10-Pound Dumbbell Workout


Iam a busy mom who doesn’t always have time to run to the gym and spend hours upon hours working out. Most of my work outs are rushed and timed perfectly between diaper changes and bedtime routines. I started out losing weight just doing it all on my own, no gym or anyone telling me what to do. Everything I did was from research and trial and error. I get asked a lot about weight training and what are some good exercises to do for weight training. I often times am simply overwhelmed when it comes to weight training because it seems so ‘manly’ and women who lift seem to be huge body builders so it becomes hard to relate to. Well that is all false! You don’t have to get big if you don’t want to! Since I have started weight training, my body has changed in so many ways. More than just what running or any Yoga class could do. It has sculpted and shaped my body. I am more toned and lean. My arms are smaller and more defined. My lose skin is becoming less lose! It has a ton of benefits.
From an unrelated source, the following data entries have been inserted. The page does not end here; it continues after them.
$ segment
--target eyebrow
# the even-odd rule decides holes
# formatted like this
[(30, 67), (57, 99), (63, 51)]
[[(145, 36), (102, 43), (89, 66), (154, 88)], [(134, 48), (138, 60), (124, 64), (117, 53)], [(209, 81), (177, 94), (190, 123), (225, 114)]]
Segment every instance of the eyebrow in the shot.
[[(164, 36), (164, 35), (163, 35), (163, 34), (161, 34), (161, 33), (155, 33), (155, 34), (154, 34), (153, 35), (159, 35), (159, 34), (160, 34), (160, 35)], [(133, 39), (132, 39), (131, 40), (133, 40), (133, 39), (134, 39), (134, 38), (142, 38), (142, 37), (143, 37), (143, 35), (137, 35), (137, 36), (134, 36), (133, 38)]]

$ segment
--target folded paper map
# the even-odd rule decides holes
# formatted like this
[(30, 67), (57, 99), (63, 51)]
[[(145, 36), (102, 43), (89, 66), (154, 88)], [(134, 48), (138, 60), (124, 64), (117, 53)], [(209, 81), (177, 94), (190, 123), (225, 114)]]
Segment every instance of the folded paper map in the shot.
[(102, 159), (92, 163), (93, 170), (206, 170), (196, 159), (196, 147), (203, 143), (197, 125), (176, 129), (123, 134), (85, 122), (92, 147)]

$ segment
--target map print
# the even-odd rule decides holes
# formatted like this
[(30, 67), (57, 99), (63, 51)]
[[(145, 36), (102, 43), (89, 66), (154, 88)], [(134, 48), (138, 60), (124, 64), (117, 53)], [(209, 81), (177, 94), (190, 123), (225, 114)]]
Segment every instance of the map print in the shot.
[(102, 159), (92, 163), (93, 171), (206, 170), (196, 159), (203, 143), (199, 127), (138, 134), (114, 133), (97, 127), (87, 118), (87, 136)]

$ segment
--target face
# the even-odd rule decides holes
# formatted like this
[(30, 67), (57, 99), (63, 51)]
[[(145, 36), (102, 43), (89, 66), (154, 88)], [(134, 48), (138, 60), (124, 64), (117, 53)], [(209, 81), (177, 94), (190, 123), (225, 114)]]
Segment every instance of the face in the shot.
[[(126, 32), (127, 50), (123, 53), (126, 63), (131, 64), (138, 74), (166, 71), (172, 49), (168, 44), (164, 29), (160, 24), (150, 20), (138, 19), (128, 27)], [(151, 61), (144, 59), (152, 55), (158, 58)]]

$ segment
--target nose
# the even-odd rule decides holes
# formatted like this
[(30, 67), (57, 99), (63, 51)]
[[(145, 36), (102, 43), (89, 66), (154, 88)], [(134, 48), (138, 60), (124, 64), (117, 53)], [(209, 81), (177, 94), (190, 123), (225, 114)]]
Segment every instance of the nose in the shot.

I don’t think there is really any wrong way to lift weights as long as you aren’t hurting yourself and getting a great burn.

Weighted Lunge
dumbbell-lunge

Start out standing with your weights in both arms. Put one leg in front of the other and bend down in the lunge position. Then switch legs. I like to do at least 20. The weights add so much more resistance making this a full body workout. Try and do 3 sets of 10 if you are just beginning. You know that shaking muscle feeling. Yes, that is good! You want that!